# Need a Netbook under Rs.17000



## Zayed (Jan 26, 2011)

Hi All,

I am planning to but a netbook please advice me, my prefrences are 

-> Atom N455 or N475 or N550 dual core(preffered) processor
-> 250GB or more HDD
-> 1 or 2 GB (preferred)  RAM
-> Excellent battery life 
-> Price Under 16000 or Max 17000 
-> OS: XP or Win7 only (no DOS or Linux)

*Please suggest a Model matching to my requirement.*

*Or let me know any site who have done reviews for NETBOOKs under 15 or 16 or17000K.*


----------



## SlashDK (Jan 26, 2011)

Wait for AMD zacate based netbooks to enter India. Hopefully they'll be here in a few weeks.


----------



## ssk_the_gr8 (Jan 26, 2011)

amd fusion is the way to go for netbooks... wait a few weeks


----------



## desiibond (Jan 26, 2011)

yes. wait a bit. AMD C-50 and E-350 based netbooks are hitting the market.


----------



## manishjha18 (Jan 26, 2011)

fusion fusion fusion fusion fusion


----------



## Vyom (Jan 30, 2011)

Can anybody clarify what fusion is?
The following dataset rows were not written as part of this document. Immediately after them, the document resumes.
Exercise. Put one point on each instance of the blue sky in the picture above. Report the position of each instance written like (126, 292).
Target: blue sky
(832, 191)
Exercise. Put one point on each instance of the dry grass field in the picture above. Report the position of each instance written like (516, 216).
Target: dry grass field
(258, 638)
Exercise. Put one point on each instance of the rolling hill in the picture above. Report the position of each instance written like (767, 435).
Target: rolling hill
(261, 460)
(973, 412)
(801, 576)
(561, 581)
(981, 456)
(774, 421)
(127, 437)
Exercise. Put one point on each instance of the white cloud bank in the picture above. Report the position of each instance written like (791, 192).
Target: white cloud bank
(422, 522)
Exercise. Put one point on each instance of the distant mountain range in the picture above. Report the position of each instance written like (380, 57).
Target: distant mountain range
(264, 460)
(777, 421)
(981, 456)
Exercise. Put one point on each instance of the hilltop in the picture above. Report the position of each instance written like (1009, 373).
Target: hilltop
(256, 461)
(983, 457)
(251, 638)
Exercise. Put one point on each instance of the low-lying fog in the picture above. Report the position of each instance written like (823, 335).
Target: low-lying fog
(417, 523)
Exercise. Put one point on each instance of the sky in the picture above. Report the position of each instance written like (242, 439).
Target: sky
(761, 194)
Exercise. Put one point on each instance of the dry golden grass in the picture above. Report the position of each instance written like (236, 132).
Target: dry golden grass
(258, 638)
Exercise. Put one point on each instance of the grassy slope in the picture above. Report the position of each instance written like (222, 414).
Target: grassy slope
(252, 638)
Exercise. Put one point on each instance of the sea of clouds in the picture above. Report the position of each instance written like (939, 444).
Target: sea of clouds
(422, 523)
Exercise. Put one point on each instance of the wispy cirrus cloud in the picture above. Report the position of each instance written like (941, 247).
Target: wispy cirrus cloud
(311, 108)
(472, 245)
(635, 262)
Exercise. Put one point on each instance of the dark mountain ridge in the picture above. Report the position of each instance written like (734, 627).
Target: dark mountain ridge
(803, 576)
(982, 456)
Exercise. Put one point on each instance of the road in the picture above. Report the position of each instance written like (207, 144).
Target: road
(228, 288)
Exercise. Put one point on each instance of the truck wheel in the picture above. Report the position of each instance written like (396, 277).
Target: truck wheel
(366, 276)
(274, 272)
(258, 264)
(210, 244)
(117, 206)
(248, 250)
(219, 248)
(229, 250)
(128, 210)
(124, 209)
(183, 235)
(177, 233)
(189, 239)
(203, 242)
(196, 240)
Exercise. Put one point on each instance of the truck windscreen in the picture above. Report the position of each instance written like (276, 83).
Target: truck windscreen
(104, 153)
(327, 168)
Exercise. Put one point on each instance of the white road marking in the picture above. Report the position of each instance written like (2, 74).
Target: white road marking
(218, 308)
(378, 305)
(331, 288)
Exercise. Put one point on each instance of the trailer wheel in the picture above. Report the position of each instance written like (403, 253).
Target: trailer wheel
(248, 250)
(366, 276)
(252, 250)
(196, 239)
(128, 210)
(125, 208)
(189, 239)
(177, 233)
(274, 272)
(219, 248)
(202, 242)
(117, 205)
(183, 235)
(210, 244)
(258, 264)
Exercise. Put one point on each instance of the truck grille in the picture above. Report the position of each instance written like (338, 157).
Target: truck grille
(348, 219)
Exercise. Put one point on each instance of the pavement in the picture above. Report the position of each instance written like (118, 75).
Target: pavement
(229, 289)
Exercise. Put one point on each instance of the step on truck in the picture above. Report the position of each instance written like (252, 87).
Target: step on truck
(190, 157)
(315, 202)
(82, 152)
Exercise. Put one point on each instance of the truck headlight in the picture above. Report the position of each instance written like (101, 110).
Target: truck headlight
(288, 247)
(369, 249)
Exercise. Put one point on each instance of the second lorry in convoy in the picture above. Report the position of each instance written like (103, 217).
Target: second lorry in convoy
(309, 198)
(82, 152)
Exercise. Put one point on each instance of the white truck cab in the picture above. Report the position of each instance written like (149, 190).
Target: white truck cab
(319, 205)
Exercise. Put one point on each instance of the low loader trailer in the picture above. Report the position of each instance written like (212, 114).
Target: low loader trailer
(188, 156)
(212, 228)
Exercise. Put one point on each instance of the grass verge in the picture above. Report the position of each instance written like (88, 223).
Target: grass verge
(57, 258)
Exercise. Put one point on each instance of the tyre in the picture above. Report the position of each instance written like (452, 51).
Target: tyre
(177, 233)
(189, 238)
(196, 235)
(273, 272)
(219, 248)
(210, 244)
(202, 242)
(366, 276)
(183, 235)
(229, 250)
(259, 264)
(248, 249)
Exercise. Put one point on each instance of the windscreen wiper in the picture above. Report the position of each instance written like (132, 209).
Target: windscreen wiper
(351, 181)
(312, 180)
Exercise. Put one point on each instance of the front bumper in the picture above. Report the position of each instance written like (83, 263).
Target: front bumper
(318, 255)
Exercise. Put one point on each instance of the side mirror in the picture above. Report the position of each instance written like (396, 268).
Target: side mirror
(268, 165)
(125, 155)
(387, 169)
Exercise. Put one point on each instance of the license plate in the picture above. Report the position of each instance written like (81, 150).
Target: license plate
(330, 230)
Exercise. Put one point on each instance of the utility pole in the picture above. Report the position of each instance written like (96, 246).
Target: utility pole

Is it the next gen of proccies from AMD, like Sandy Bridge from Intel?


----------



## ssk_the_gr8 (Jan 30, 2011)

Yes it is


----------



## Symbianlover (Mar 1, 2011)

manishjha18 said:


> fusion fusion fusion fusion fusion



fusion is a new generation prossy from AMD like sandy bridge from INTEL.its performend will be beter than now.its grafix will beter than now. And its beter for value for money.so wait for fusion.


----------



## garashis (Mar 22, 2011)

Check these Asus 12 inchers with faster processor and 2 GB ram
Asus 1215T
Asus 1215P
HP Mini 110 Series 110-3607TU (Red)


----------